Lesson 4 In-Class Discussion ✅

I suspect regression should work fine now, although I haven’t tried it for NLP.

1 Like

I don’t think it almost ever makes sense to start from scratch. Old English and Modern English have some similarities, so pre-training should help.

1 Like

Well spotted. The reason is that they’re different. You can label with multiple columns, so it’s called cols, but you can only split on one column, so it’s called col. :slight_smile:

1 Like

I don’t think changing bs after creation will make any difference, since the dataloaders are already created by then. Try passing that to load as a param.

And try looking at a batch of your data (e.g. with data.train_dl.one_batch()) and check the shape, to make sure you have the size you expected.

2 Likes

Has anyone encountered this issue, or does anyone know how to resolve it?

In the lesson3-imdb notebook, the exception

NameError: name ‘TextFilesList’ is not defined

is returned by the command

data_lm = (TextFilesList.from_folder(path) .filter_by_folder(include=['train', 'test']) .random_split_by_pct(0.1) .label_for_lm() .databunch())

I can find no documentation for a TextFilesList object in fastai.

Note: I have refreshed the repo as recommended before running the notebook:
git pull in the /notebooks/course-v3 folder, and
pip install fastai --upgrade

i was thinking about language model and how it was able to predict next word.Now idea that struck me was will it be possible to get a score for sentence out of model for use in sentence comparison.

ideally
sentence[w1…wn] ->language model-> wn+1
and
sentence[w1…wn] ->language model-> classifier+sigmoid ->0,1

could it be something like
sentence[w1…wn] ->language model-> +??? -> sentence representation[1212,1521515,0212,451]

I know this is advanced topic and i found below link in advanced forum but i would like advanced users to share ideas about it in

The same steps will need to be done in neural nets too.

Yes.
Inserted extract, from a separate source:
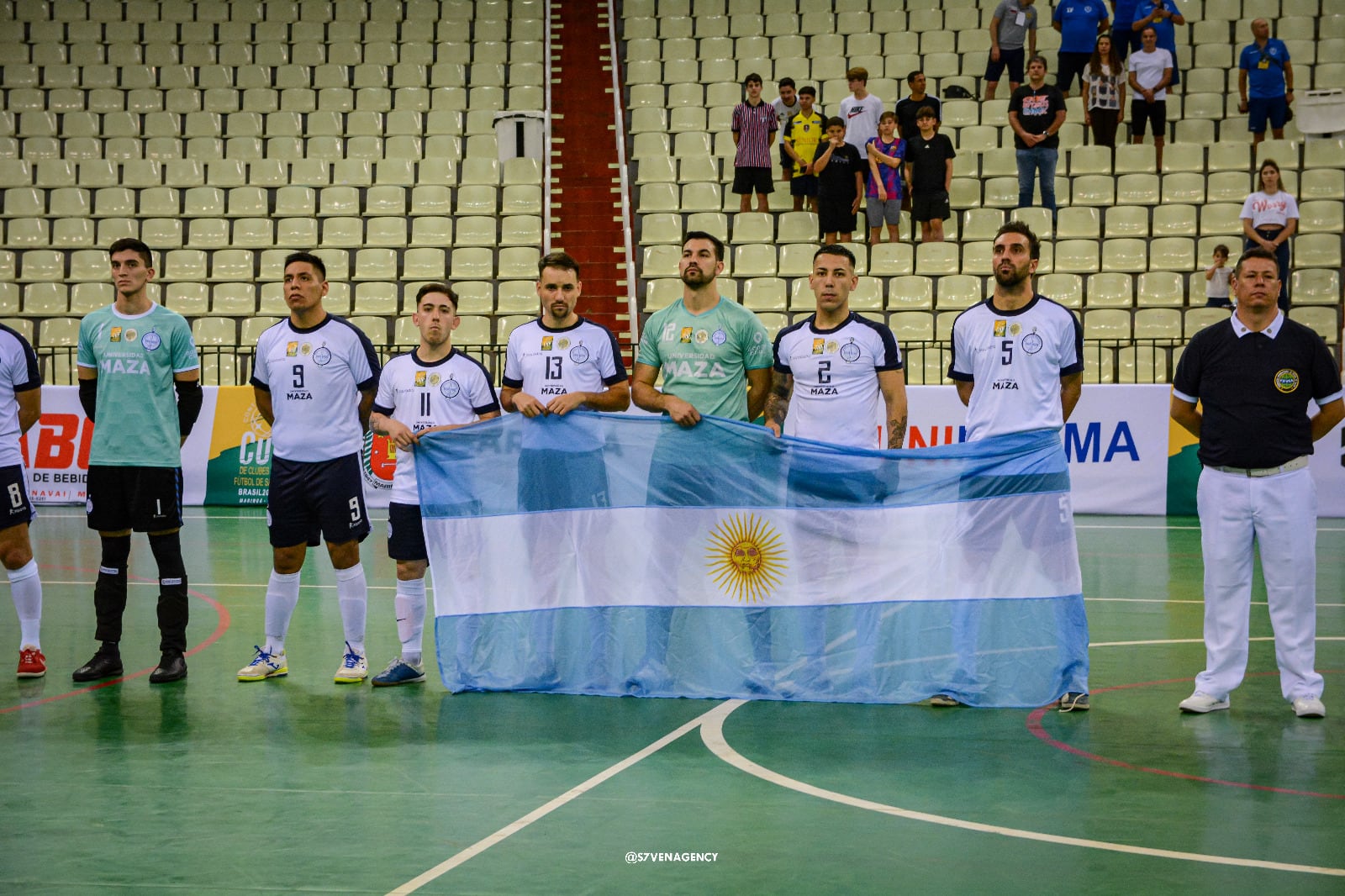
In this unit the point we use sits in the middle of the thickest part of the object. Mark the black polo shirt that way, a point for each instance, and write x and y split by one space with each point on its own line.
1254 390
Of course.

https://pytorch.org/docs/0.3.1/torch.html

I don’t know what this might be, I assume you ran .fit already?

So it has a hidden meaning. It will be helpful while writing code, thanks for clearing that :slight_smile:

I’ve run it successfully on 16GB cards (P5000 in Paperspace and a P100 in GCP) on the cloud as is.

Have you tried decreasing bptt on the learner? This helped me in an earlier version of the course. Good luck.

Pull the latest version of the course notebooks. TextFilesList has now disappeared and we always use TextList.

yes I did

Thanks @sgugger

I did refresh the repo before running the notebook, running
git pull in the /notebooks/course-v3 folder, and
pip install fastai --upgrade

Is this what you mean? If not, what do you mean?

Try using them as a single 22gb card, with dataparallel.

DataParallel is one of the first things I add to the notebook. I have had great success with it for images/camvid, but I am afraid it does not work for NLP. I noted this before, perhaps in a different thread.

Here it the error it throws on 1.0.27 which was the same for previous versions:

~/anaconda3/envs/course1018/lib/python3.6/site-packages/torch/nn/modules/module.py in __getattr__(self, name)
    516                 return modules[name]
    517         raise AttributeError("'{}' object has no attribute '{}'".format(
--> 518             type(self).__name__, name))
    519 
    520     def __setattr__(self, name, value):

AttributeError: 'DataParallel' object has no attribute 'reset'
2 Likes

Yes. When people say ai is biased. It also means data on which ai was trained is biased

I think fastai has nothing to do with this: it is pytorch stuff.

However, it could be worth to ask the developers (Jeremy, Sgugger, etc…) about such issues. AWD-lstm is truly a beast of RNN, it would be a shame not to use parallelization, it could completely hinder its usage on non-enterprise hardware.

When I run

data_clas = (TextList.from_folder(path, vocab=data_lm.vocab) # vocab is passed in from our pretrained model so that the numerialization is exactly the same of the same words
         #grab all the text files in path
         .split_by_folder(valid='test')
         #split by train and valid folder (that only keeps 'train' and 'test' so no need to filter)
         .label_from_folder(classes=['neg', 'pos'])
         #remove docs with labels not in above list (i.e. 'unsup')
         .filter_missing_y()
         #label them all with their folders
         .databunch(bs=bs))

data_clas.save(‘tmp_clas’)

I get

TypeError                                 Traceback (most recent call last)
<ipython-input-25-ef1d6c6e4867> in <module>
  3              .split_by_folder(valid='test')
  4              #split by train and valid folder (that only keeps 'train' and 'test' so no need to filter)
----> 5              .label_from_folder(classes=['neg', 'pos'])
  6              #remove docs with labels not in above list (i.e. 'unsup')
  7              .filter_missing_y()

TypeError: 'bool' object is not callable

It loads for a bit then throws this. Any fix? I am using the latest version.

4 Likes